Performance Means Choosing the Right Engines for a Yacht

When setting up a yacht, we seek to choose equipment to match the mission of the yacht at hand. Just as our experienced engineering and design teams would not choose a generator or an air-conditioning compressor that was too small or too large to the task, the same goes for the selection of power on the yacht.

Of course, the wrong choices have been made in the past (though not in our company), and we’ve all seen the results. Boats that have engines that are too large for the application result in increased weight, the need for additional fuel tankage, and tight installation in the engine room, to name just a few problems. Likewise, undersized power can mean engines do not produce enough oomph, resulting in underwhelming performance and overworked engines that withstand more wear and tear and require more maintenance (and thus provide more downtime).
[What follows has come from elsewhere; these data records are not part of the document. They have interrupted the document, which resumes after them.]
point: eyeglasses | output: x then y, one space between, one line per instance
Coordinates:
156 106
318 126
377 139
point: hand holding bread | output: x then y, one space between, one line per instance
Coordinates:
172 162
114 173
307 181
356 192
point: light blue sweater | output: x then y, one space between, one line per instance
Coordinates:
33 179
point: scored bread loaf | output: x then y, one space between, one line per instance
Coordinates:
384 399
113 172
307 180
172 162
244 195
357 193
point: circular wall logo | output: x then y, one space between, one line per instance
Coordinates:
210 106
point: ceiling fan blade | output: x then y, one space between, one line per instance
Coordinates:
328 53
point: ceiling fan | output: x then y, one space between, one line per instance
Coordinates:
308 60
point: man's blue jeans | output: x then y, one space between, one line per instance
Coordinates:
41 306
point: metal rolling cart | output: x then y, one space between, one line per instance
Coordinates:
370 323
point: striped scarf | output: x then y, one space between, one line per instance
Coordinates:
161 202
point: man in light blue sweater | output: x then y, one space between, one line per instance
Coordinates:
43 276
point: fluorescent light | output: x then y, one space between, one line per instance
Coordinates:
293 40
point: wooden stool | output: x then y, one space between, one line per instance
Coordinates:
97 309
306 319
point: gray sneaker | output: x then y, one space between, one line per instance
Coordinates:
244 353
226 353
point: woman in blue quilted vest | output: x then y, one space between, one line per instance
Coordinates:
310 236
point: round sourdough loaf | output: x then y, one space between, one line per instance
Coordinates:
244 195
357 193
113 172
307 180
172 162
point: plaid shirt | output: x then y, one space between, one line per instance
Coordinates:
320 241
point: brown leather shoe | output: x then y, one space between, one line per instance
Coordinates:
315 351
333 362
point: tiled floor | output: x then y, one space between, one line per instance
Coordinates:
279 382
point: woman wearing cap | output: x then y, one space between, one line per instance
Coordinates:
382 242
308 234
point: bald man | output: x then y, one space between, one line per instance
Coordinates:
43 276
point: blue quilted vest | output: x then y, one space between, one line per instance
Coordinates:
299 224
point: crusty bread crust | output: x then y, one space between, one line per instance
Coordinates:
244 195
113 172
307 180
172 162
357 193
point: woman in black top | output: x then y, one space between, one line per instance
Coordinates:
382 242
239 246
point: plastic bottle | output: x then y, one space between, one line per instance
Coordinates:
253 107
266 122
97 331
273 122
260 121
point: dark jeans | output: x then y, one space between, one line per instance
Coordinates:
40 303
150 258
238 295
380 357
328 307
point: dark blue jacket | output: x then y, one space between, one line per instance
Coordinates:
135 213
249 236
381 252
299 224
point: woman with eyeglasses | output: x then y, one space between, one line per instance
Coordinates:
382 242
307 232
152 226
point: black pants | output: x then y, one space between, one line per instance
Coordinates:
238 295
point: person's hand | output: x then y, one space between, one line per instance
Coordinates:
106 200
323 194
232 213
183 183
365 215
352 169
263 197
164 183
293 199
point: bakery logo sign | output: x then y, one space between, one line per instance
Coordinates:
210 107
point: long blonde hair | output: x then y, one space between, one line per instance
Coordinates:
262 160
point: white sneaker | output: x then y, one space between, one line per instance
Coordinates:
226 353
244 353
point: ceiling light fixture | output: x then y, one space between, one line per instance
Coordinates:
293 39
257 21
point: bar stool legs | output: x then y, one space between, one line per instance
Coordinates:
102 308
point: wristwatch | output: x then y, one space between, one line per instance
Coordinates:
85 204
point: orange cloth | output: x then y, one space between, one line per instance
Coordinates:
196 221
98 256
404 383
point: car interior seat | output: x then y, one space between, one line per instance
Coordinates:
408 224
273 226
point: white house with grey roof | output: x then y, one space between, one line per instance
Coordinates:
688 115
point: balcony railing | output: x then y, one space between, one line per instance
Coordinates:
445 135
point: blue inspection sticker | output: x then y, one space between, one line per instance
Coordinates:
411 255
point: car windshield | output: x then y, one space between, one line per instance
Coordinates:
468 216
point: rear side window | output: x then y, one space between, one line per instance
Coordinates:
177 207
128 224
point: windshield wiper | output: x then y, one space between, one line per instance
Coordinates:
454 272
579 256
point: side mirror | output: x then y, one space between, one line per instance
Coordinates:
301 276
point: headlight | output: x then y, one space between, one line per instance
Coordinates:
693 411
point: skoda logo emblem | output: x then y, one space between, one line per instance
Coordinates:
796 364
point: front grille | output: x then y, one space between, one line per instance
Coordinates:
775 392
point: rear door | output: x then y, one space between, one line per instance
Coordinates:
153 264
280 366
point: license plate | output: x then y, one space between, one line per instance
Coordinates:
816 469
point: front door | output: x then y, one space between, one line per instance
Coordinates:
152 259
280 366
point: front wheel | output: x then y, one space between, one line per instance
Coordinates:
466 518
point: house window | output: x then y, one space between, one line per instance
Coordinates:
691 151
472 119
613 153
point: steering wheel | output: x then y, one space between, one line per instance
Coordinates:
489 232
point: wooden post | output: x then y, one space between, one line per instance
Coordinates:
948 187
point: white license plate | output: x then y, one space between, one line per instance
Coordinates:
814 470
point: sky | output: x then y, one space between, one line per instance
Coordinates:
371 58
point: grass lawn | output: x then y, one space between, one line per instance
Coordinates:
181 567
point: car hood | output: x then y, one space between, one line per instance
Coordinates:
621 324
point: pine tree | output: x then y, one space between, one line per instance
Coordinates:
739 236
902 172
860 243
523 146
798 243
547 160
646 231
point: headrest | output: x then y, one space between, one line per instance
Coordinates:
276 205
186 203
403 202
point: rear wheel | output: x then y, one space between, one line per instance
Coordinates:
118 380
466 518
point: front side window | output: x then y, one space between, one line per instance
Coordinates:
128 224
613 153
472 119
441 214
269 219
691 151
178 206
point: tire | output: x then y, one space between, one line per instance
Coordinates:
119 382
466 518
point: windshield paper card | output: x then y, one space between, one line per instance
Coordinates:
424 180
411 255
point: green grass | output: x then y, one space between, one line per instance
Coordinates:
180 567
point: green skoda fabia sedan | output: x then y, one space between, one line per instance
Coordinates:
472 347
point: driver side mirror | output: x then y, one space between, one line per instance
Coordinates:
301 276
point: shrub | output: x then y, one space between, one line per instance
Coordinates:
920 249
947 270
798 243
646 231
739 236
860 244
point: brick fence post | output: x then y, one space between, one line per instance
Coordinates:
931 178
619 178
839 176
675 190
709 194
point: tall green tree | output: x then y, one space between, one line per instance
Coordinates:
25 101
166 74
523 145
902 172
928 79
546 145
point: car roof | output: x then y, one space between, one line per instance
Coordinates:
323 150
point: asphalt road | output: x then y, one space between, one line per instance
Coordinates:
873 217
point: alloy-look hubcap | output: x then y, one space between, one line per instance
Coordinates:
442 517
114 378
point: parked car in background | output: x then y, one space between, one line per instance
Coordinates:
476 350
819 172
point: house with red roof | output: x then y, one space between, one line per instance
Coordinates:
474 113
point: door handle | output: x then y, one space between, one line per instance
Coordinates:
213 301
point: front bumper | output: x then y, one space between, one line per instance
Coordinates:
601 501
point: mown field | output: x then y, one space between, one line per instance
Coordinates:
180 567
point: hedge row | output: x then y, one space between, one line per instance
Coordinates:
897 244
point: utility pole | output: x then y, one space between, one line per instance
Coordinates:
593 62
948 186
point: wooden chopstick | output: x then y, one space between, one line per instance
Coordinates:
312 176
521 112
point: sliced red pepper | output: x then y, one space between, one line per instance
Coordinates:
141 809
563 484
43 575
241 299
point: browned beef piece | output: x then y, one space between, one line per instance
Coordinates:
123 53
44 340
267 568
A Well-Thought-Out Engine Room Starts with the Engines

No matter which model of Summit Motoryacht our buyers are considering, they can approach the decision knowing that the choice of engines were considered carefully within the design process. They provide the right amount of power for the yacht, and, linked to the ZF reduction gear, turn the shafts at the proper speed for the propellers we have set up for the yacht.

An engine room that’s designed around the engines is very important. It means that the engines aren’t shoehorned into a space much too small for them. The shaft angle, a critically important trait to ensure good yacht performance and efficiency, will always be correct. When engines have room around them, an owner can make proper inspections and also reach critical service points. This ensures that the engine will be maintained for optimal service and will generally result in reduced downtime.

A good engine room in a yacht in the 50- to 70-foot size range is often also expected to hold other onboard equipment, and that rule is true on all our designs. Our engineers review the maintenance specs and service points for all the yachts in question to ensure they are viewable and reachable when positioned in the engine room. Because our boatbuilding history reaches back into the constructure of pure-full-displacement bluewater trawlers, we understand the need for simplified maintenance and the ability to conduct repairs in less-than-ideal circumstances, and the peace of mind that our owners derive from knowing that checks have been made and can easily be made again, to ensure smooth, surprise-free operation.

While initial yachts have been built using the conventional shaft-drive engine configuration, we also understand the efficiency of a purpose-built pod-drive system cannot be denied—they often use less horsepower to deliver speed and maneuverability, with less fuel needed, which lightens the load in line with the Michael Peters Yacht Design concept.